Military idea of cruelty

SOURCE: Shannon Rudolph (
SUBHEAD: Marine doctors worry about cruelty to animals in training for combat wounds. What about cruelty to the soldiers?

 By Audrey McAvoy on 30 September 2011 in West Hawaii Today- 

Image above: "Combat medic training evolves to save lives." Here realistic combat zone employing simulated wounded soldiers. From (

Two former military doctors have asked Hawaii-based Marines not to operate on pigs and goats during combat trauma training next week. The doctors wrote Marine Corps Base Hawaii commander Col. Jeffrey Woods on Thursday asking that Marines at his base use simulator suits that mimic the human body instead.

 “While the purpose of next week’s course is to train those medical personnel to respond to battlefield injuries and prevent fatalities, the use of animals is cruel and unnecessary,” said the letter signed by Dr. Douglas Bell and Dr. Robert Lucius.

The animals are made unconscious before the training. Then, according to the letter, training participants cut into the animals’ legs, slice open their throats and insert tubes and needles into their chests and abdomens.

The animals are euthanized afterward. Bell, who is a retired Honolulu internist and was an Army doctor stationed in South Korea from 1956 and 1958, said it would be better to use simulators instead of needlessly sacrificing animals.
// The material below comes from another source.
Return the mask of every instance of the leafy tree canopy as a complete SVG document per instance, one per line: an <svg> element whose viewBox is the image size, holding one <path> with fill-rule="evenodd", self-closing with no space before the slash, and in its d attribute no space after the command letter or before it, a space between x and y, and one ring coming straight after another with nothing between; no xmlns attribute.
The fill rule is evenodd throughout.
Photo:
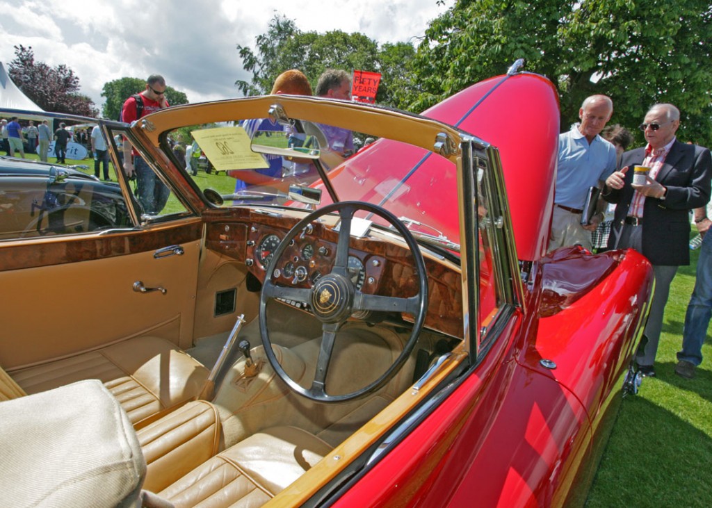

Bell is a member of the group Physicians Committee for Responsible Medicine, a Washington, D.C.-based group that has been campaigning against the use of live animals in medical training.

Lucius is a retired Marine lieutenant colonel and doctor in Pacific Grove, California. Base spokesman Maj. Alan Crouch said the training will be conducted in accordance with Marine policy and in line with the Animal Welfare Act and other laws.

 “This invaluable training is a vital part of the units’ preparation for combat deployment,” Crouch said in an emailed statement. Another group, People for the Ethical Treatment of Animals (PETA), has also urged the military to avoid using live animals in training. Bell, 81, said he had to practice on animals when he went to medical school at the University of Rochester.

“I can remember very well, going in physiology and having to do this to animals,” he said Friday. Bell says he was just a medical student and didn’t object, though in retrospect probably should have. “It always seemed to me a little wasteful to pester and torture these poor animals,” he said.